As yet another option, let us assume that the Judge has heard the recording, and orders a custody evaluation.  As in the case above under Scenario 1, the outcome of this evaluation would be directly related to how the particular evaluator identified with the professional debates about parental alienation.  This factor is the most predictive of how the evaluator would perceive the situation, and consequently, how they would see a solution.  Again, the range of final recommendations to the court could include the mother having custody, and the father having visitation (which could be supervised or unsupervised), to the father having custody and the mother having visitation (also either supervised or unsupervised).

The first observation to be made from the discussion above is that the actual listening to the taped recording did not tend to predict the outcome of the court’s recommendation.

That is, regardless of the admission of the tape into evidence, and the trier of fact hearing it or not hearing it, the range of possible outcomes covers every option that exists.

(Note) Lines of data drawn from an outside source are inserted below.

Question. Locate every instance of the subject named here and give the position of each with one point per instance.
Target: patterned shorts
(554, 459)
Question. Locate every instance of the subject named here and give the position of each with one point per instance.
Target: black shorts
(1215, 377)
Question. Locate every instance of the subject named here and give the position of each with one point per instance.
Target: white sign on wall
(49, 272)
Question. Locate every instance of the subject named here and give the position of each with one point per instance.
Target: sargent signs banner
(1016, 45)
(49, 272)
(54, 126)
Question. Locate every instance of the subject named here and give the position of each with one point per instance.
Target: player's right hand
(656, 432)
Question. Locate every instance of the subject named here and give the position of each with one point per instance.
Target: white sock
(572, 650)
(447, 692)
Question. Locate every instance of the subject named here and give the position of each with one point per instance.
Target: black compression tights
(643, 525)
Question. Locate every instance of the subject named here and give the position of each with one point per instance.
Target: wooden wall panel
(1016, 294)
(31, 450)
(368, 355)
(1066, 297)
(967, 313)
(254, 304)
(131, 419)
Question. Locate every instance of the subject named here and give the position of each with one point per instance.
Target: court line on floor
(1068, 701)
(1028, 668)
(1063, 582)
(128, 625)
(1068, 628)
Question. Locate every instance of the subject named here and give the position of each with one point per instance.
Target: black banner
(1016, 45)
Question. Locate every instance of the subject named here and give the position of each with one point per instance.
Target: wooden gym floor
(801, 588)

These options range, but are not limited to, the father having custody, to the father being jailed, to the father having only supervised visitation, to the father having unsupervised visitation, to the father having rotating or 50/50 custody and visitation, to the mother having custody, to the mother having unsupervised visitation, to the mother having supervised visitation, to the mother having rotating or 50/50 custody and visitation. 

In all cases, the independent variable that predicted the outcome is less derived from the facts of the case and the evidence, than it is from a knowledge of and sensitivity to how the various appointees, as well as the Judge, perceive certain issues on a personal and emotional level that have nothing to do with the law.
Unfortunately, many attorneys do not appear to understand this basic observation that Family Law operates very differently than the other applications of law. Many parents are told that certain outcomes can “simply not occur” because it would be inconsistent with the law or with a prior order of the court. 

The best example of this is the familiar situation heard in Family Courts all across this country, where joint custody and visitation has already been ordered, but the visitation has not occurred due to the actions of one parent. The other parent is often told that they have nothing to worry about, since the court had already ordered visitation, that a hearing to get the court to simply enforce its earlier order is all that is required.  This is often presented in this manner, as though it is a matter of law, and only a legal formality with a highly predictable outcome. This very commonly is not the case, leaving the parent and even the attorney typically stunned.

While predictability and adherence to the Rule of Law might be the case in corporate law, or criminal law, such is very much not the case in Family Law. Success in Family Law has as much to do with modifying the presentation of the case to suit the audience (Judge) as it does with the law itself, probably even more.